The Storm

I hate that the last thing I said to my mama was a lie.

And the thing is, I didn’t mean for it to be.

When I told her I was going to spend the night at Ellen’s house, that was genuinely what I thought I was going to do.

It was early May, but the summer heat was already rising.

It always felt like our seasons were out of whack down here.

Fall was a few weeks at the end of November, winter ended by the middle of wet February, but our spring and our summer stretched out, starting in March, sometimes not ending until October.

Maybe some people think that sounds great, but I hated the heat, the sun.

Lo always teased me about wearing long-sleeved shirts over my bathing suit, but for one thing, I wasn’t tanned and sleek like Lo and Ellen.

At twelve, they were already starting to look like women while I just looked like a sad, pale little boy, especially after that stupid haircut.

Mama thought it was so pretty on that one figure skater lady, but maybe it was just pretty on her because she was pretty.

It made me look like a mushroom.

Lo never teased me about that, though, and when anyone did, she’d be right up in their faces, asking who made them an expert on hair, saying that no one got it because “this is a hick town full of shit-kicking morons who don’t understand fashion.”

I loved her for that.

And Lo wasn’t all that easy to love.
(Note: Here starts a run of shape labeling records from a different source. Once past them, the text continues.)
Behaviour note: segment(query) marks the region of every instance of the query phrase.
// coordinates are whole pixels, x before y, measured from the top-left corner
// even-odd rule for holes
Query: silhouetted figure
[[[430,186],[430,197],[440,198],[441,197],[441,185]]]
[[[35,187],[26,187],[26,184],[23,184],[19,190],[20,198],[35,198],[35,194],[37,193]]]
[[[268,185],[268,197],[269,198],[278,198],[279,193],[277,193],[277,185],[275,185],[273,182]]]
She could be mean sometimes, and she would go through these rebellious stages that nearly killed Miss Beth-Anne, who was the sweetest woman alive, sweeter than my mama, much as I hated to admit that.

She was in one of those moods that May. She’d started smoking, preferring Virginia Slims, which always looked too long to me. One time, I told her it looked like she was smoking a tampon, and she stopped talking to me for four days.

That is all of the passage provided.